Ce que vient mettre en lumière le financement du jihad islamique par les américains, c’est la stratégie de délégation du conflit. Pour éviter les stigmates liées à une intervention directe de la CIA dans les opérations clandestines qui pourraient se retourner contre les USA, l’équipe de Carter va adopter une méthode élaborait en réalité quelques années plus tôt par Kissinger. « Il suffit de faire faire le travail aux autres tout en évitant les reproche en cas d’échec 9». L’ère Kissinger, le début des années 1970 aura été une sorte de « répétition pour l’aventure afghane ». Les « autres » seront tous une série d’improbable allié de circonstances : Alexandre de Marenches chef du SDECE français, le préisdent égyptien Anouar al-Saddate qui se rapproche des américains à partir du milieu des années 1970, Le Shah d’Iran jusqu'à sa chute en 1979, le roi Hassan II du Maroc ou encore les services secrets saoudiens. Cette alliance est lancée en 1976 et aura comme principal théâtre d’opération l’Afrique. Le Shah d’Iran avait des investissements liés aux suprématistes blancs en Afrique du Sud, Saddate et Hassan II s’inquiétaient de l’agitation marxiste (soviétique et cubaine) en Éthiopie et en Angola. Quant à l’Arabie Saoudite elle se sentait menacer depuis la corne de l’Afrique.
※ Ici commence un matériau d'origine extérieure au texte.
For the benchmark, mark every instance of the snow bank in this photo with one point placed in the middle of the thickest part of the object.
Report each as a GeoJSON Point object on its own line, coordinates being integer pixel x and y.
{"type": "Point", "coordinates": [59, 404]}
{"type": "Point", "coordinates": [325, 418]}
Même l’algérien Boumedienne fut convié a rejoindre le club, proposition qu’il déclina se décrivant comme « socialiste islamique ».Cette coopération militaire et de renseignements avaient donc pour but de contrer l’influence du communisme en Afrique, quitte à y trouver des alliés contre-nature, sans mouiller la responsabilité d’un quelquonque gouvernement.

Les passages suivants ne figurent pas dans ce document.